[V2] Support -m[no-]gather -m[no-]scatter to enable/disable vectorization for all gather/scatter instructions
Checks
Commit Message
Rename original use_gather to use_gather_8parts, Support
-mtune-ctrl={,^}use_gather to set/clear tune features
use_gather_{2parts, 4parts, 8parts}. Support the new option -mgather
as alias of -mtune-ctrl=, use_gather, ^use_gather.
Similar for use_scatter.
How about this version?
gcc/ChangeLog:
* config/i386/i386-builtins.cc
(ix86_vectorize_builtin_gather): Adjust for use_gather_8parts.

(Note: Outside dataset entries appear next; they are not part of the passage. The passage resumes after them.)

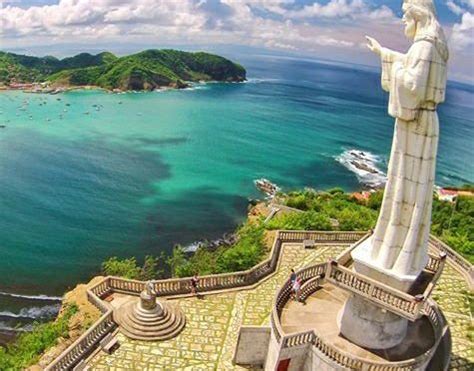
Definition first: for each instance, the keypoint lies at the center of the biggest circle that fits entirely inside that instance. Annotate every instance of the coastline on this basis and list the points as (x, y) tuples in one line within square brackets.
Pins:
[(57, 89)]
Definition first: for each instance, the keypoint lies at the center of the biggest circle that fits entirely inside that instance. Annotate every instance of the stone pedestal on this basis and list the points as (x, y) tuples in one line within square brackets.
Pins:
[(149, 319), (369, 326), (148, 302), (364, 323)]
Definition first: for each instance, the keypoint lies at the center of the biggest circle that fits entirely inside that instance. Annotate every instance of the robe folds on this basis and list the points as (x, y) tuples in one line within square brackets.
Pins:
[(416, 83)]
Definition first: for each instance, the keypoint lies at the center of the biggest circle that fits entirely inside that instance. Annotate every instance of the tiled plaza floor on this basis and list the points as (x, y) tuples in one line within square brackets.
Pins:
[(209, 338)]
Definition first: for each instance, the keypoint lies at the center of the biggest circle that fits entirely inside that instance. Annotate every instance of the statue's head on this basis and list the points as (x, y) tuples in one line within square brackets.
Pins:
[(418, 16)]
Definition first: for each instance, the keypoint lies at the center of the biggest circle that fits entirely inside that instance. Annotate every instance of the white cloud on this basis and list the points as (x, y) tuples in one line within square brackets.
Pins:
[(456, 9), (328, 28), (462, 35)]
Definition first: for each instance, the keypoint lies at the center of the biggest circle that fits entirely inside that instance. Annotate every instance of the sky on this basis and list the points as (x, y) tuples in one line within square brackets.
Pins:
[(329, 29)]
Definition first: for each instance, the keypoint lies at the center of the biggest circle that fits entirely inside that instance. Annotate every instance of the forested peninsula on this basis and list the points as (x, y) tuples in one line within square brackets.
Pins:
[(148, 70)]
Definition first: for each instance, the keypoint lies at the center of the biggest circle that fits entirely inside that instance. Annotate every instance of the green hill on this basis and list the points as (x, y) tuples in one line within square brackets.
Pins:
[(146, 70)]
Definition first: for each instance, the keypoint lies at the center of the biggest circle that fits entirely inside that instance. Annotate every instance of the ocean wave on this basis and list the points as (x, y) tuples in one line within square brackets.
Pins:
[(364, 165), (255, 80), (26, 328), (33, 312), (31, 297)]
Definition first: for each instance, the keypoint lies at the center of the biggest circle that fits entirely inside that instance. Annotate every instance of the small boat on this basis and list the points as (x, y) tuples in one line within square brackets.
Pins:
[(266, 186)]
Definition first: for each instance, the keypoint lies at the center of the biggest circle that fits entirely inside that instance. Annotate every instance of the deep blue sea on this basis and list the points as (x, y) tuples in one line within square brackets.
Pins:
[(87, 174)]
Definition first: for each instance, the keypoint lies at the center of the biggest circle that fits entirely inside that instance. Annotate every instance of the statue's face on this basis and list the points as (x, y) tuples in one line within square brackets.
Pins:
[(410, 24)]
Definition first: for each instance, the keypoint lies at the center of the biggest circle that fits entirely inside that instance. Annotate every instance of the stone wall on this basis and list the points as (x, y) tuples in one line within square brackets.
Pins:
[(252, 345)]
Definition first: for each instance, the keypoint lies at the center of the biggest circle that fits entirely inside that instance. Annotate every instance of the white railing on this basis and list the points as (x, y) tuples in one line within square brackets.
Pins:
[(89, 340)]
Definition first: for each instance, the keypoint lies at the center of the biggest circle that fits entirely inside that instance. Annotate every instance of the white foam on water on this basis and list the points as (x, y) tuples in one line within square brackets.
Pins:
[(259, 81), (368, 172), (32, 297), (33, 312), (192, 247), (25, 328)]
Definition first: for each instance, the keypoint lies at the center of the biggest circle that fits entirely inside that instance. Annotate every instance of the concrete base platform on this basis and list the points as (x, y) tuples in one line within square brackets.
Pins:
[(320, 313)]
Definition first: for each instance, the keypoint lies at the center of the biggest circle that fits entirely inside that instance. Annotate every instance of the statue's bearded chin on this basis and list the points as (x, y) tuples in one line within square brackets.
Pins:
[(410, 30)]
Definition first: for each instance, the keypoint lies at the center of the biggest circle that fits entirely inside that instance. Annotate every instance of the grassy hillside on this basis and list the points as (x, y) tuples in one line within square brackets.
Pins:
[(146, 70)]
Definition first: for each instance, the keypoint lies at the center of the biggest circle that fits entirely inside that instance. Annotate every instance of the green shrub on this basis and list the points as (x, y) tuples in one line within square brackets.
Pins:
[(28, 347), (247, 252), (244, 254), (306, 221), (126, 268)]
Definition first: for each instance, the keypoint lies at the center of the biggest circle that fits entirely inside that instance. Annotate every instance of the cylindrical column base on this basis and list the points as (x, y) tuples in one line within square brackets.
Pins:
[(369, 326)]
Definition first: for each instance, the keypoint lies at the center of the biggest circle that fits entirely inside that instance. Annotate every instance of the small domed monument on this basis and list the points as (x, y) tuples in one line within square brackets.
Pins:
[(149, 319)]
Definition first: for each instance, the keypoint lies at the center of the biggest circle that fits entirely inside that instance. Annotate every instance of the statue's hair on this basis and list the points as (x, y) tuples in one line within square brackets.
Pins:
[(424, 13)]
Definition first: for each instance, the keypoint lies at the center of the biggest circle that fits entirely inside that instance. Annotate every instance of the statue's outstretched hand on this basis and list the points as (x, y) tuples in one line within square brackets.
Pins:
[(373, 45)]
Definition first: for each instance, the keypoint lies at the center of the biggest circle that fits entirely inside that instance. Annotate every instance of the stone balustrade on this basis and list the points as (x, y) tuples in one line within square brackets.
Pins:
[(334, 355), (464, 267), (84, 345), (311, 277), (386, 297)]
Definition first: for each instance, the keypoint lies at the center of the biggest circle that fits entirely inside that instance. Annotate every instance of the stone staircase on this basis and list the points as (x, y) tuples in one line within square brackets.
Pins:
[(163, 322)]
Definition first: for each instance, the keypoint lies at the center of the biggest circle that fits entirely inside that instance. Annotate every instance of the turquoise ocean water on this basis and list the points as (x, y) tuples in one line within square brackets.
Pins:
[(87, 174)]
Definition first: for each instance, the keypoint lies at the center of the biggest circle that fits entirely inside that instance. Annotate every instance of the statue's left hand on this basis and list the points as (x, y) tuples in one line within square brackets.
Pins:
[(373, 45)]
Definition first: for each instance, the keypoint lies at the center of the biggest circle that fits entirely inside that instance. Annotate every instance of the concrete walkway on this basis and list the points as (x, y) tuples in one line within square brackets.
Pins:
[(209, 338)]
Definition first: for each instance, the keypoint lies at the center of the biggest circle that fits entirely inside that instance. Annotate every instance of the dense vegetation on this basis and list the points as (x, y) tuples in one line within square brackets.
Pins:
[(248, 251), (331, 210), (146, 70), (453, 223), (28, 347)]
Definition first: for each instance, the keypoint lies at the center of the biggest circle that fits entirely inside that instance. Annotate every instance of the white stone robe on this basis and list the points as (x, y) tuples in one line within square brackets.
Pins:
[(416, 82)]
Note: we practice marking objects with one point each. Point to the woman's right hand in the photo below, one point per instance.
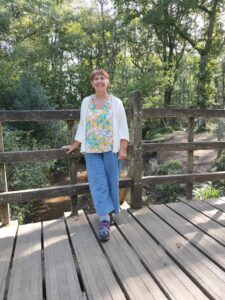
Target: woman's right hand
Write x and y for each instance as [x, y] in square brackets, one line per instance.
[71, 148]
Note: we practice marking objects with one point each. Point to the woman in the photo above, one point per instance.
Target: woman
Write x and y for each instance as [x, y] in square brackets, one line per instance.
[103, 135]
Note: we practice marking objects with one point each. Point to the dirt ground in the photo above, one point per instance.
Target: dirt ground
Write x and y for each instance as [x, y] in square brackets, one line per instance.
[55, 207]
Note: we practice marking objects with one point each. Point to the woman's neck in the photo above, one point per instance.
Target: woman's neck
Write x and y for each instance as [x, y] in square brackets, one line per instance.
[101, 95]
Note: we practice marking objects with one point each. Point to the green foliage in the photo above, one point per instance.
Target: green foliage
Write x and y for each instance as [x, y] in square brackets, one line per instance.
[157, 133]
[207, 191]
[21, 212]
[220, 163]
[170, 167]
[169, 192]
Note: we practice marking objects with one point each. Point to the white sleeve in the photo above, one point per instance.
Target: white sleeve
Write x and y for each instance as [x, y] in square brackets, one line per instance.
[123, 127]
[81, 126]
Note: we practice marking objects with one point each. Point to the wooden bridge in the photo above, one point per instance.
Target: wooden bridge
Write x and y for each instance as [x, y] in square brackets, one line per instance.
[174, 251]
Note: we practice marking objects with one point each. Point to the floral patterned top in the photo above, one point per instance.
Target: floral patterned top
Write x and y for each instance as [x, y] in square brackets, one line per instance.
[99, 129]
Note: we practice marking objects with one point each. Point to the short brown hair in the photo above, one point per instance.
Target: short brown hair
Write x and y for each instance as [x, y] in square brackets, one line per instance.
[99, 72]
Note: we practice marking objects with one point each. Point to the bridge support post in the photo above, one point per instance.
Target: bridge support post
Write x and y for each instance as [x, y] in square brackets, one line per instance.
[136, 145]
[4, 208]
[72, 169]
[190, 158]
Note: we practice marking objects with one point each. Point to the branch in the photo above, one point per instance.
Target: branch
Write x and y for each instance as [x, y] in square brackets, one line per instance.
[203, 8]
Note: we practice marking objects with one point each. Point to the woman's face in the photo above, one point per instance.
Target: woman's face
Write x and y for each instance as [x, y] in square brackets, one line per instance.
[100, 83]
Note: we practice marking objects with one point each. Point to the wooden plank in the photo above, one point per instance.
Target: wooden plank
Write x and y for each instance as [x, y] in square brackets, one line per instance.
[38, 115]
[133, 276]
[57, 191]
[209, 210]
[199, 268]
[183, 178]
[182, 112]
[205, 243]
[203, 222]
[176, 284]
[7, 237]
[97, 275]
[26, 275]
[164, 147]
[61, 276]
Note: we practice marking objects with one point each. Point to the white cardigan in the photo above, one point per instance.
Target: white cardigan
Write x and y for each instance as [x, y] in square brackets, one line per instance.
[120, 127]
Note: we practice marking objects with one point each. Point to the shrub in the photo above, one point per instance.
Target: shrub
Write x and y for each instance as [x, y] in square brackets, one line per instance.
[170, 192]
[206, 191]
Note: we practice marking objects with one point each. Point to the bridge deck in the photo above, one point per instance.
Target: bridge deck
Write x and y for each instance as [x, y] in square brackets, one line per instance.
[174, 251]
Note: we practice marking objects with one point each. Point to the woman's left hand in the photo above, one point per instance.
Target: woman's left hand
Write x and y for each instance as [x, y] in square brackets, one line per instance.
[122, 154]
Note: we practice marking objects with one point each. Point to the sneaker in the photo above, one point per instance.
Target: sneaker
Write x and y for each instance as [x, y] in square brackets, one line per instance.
[104, 231]
[111, 219]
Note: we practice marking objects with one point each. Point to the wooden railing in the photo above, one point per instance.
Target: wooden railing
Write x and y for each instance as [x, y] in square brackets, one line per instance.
[134, 181]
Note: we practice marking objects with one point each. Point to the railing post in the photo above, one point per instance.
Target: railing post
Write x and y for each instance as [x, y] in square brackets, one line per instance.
[136, 155]
[4, 208]
[190, 158]
[72, 168]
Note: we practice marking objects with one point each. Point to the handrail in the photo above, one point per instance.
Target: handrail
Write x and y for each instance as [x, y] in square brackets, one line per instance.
[136, 148]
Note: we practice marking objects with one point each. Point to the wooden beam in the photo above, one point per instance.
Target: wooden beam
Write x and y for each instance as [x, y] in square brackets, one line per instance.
[183, 178]
[182, 113]
[38, 115]
[154, 147]
[136, 167]
[38, 155]
[42, 193]
[4, 208]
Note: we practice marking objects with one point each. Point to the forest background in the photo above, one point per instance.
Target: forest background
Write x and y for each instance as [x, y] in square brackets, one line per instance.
[170, 50]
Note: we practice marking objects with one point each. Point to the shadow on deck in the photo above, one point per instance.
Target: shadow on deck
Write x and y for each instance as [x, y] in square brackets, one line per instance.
[174, 251]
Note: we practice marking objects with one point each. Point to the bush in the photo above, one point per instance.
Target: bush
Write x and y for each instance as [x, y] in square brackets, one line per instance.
[170, 192]
[207, 191]
[170, 167]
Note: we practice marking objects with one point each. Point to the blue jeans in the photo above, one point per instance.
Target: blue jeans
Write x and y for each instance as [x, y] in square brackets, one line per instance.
[103, 176]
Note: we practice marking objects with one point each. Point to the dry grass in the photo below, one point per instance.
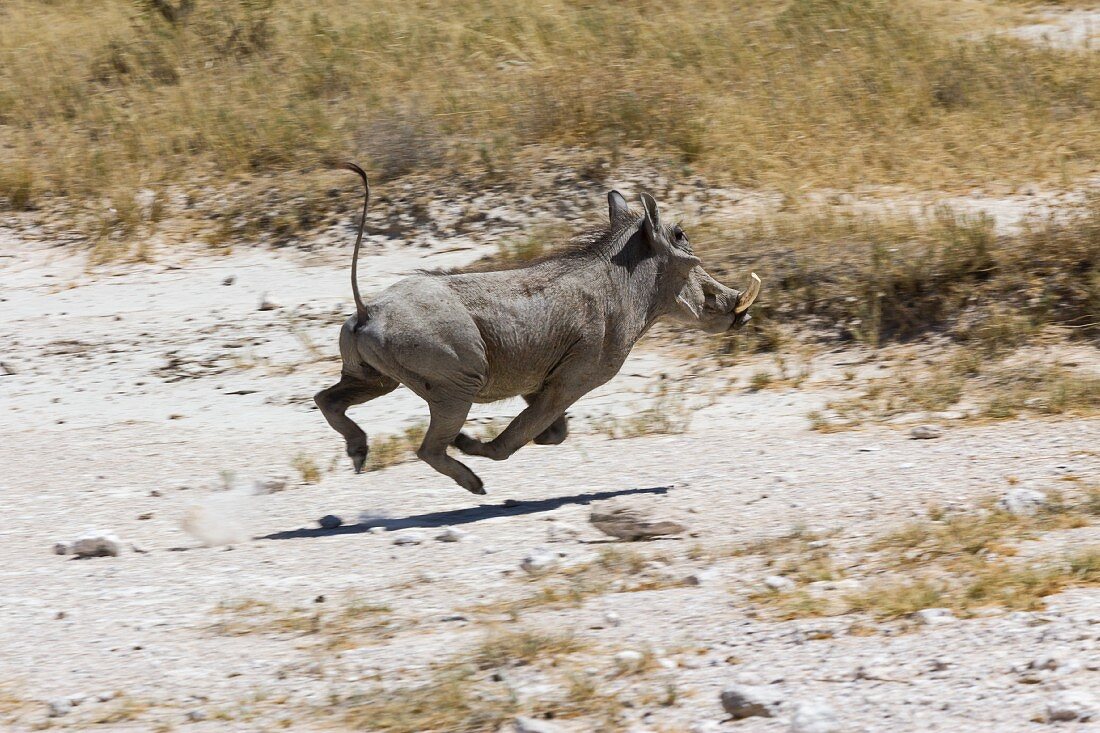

* config/i386/i386-options.cc (parse_mtune_ctrl_str):
Set/Clear tune features use_{gather,scatter}_{2parts, 4parts,
8parts} for -mtune-crtl={,^}{use_gather,use_scatter}.
* config/i386/i386.cc (ix86_vectorize_builtin_scatter): Adjust
for use_scatter_8parts
* config/i386/i386.h (TARGET_USE_GATHER): Rename to ..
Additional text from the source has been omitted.